GREENE, Iowa - U.S. farmers have paid a steep brice during Washington's months-long trade war with Beijing, losing almost 2/3rds of their exports to China.
Scott McGregor has been growing corn and soybeans, as well as raising beef cattle, in rural Chickasaw County since the early '80s, and was in China meeting with the Beef Industry Council and the U.S. Meat Export Federation mere days before the Chinese tariffs on U.S. goods went into effect. Meeting with diplomats there, they told him there needed to be a change when it came to trade.
"The tariffs that the U.S. has to pay was unfair. We needed to level the paying field because our competition, being Australia and New Zealand, other importing countries, were paying much less tariffs."
He's heard from his fellow farmers, who have been dealing with struggles of their own.
"It's been pretty hard the last few years, just trying to make ends meet. With the budget, fluctuation in commodity prices, whether it be the proteins or the grains. It's been up and down and difficult because of the trade issues."
But the U.S. China Trade Deal signed last month may bring some relief. In January, President Trump and Chinese leaders agreed to a new deal that consists of relaxing some tariffs imposed on Chinese and U.S. imports, as well as China agreeing to buy more American products.
With the new deal, he's optimistic.
"Maybe in a couple years, things can get stabilized a little bit."
During the Field to Finance Agriculture Seminar at the Greene Community Center on Tuesday, Iowa State Economics Professor Wendong Zhang shared his findings and analysis of what the trade dispute has lead to, as well as what 'Phase 1' of the trade deal could mean in terms of getting back on track.
"The trade war situation is really significant because the Chinese retaliation targets is mainly geared towards the agriculture sector.

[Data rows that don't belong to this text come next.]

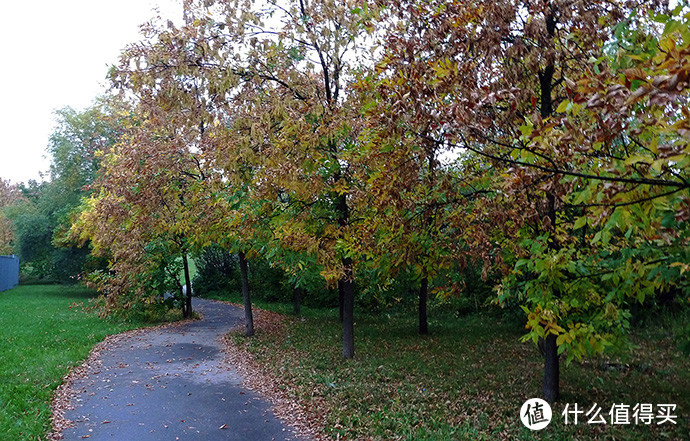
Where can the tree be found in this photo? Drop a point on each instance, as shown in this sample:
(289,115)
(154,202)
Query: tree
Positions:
(268,87)
(484,82)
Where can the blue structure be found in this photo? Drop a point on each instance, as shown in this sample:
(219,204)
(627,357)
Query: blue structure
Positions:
(9,272)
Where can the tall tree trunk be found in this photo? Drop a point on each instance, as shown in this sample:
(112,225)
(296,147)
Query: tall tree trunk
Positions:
(248,317)
(551,389)
(187,309)
(296,300)
(423,293)
(551,369)
(341,300)
(348,310)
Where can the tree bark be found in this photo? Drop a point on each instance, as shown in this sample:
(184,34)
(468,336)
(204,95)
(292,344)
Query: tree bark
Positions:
(248,317)
(348,310)
(551,369)
(296,300)
(423,293)
(187,308)
(341,300)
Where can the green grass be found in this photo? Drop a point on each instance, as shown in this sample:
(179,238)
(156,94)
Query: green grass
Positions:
(44,332)
(466,381)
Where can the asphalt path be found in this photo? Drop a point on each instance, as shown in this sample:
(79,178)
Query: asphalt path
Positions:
(171,384)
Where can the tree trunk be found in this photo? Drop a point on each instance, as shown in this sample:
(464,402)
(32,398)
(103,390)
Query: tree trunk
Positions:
(248,317)
(423,292)
(341,300)
(348,310)
(296,300)
(551,369)
(187,308)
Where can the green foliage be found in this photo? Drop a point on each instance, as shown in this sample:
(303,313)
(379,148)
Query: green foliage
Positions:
(467,381)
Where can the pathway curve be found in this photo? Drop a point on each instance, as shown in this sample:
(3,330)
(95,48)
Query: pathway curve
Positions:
(171,384)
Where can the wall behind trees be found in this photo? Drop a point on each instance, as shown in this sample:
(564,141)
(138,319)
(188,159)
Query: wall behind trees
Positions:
(9,272)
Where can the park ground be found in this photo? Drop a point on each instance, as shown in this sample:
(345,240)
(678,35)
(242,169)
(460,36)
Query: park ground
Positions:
(467,380)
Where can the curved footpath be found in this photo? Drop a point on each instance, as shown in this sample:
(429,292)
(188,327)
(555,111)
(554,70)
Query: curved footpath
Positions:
(171,384)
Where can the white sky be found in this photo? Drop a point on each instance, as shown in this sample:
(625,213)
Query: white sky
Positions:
(56,53)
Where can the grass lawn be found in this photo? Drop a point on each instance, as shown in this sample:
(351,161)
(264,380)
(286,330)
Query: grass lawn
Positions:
(466,381)
(44,331)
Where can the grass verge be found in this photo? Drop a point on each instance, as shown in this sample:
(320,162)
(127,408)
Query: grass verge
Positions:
(466,381)
(44,332)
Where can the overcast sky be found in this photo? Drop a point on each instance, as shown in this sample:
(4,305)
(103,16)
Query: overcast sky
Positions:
(56,53)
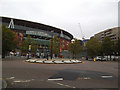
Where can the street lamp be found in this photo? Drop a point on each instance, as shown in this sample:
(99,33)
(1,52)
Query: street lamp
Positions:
(52,46)
(29,48)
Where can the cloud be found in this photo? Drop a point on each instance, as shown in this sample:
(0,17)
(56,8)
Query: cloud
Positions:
(94,15)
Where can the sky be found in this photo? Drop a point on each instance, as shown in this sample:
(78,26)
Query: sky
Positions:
(78,17)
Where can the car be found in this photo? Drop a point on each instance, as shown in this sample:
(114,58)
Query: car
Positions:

We have estimated that the Iowa economy will lose $1-2 billion from the trade war."
"This represents the first time both countries actually made a move that lowered the tariff rate rather than keep escalating it."
He feels the deal will be beneficial.
"Rather than seeing about $22 billion of agricultural exports from the U.S. to China annually, we expect to see $35-40 billion annually in the next two years."
Because of the trade dispute with the U.S., China has had to change strategies and open up new trading piplines.
"They want to ramp up domestic soybean production. They are buying a lot more from Brazil, they're in negotiation with Argentina to see whether they can buy whole beans rather than soybean meal, and they are trying to form stronger trade relations with Serbia and Russia as well."
Despite increasing competition from places like the aforementioned countries, Zhang believes that China will continue to buy U.S. imported goods, particularly in proteins and consumer-oriented goods like vegetables, nuts and wine, due to the rise in household incomes.
"I do see the portfolio will be much more different."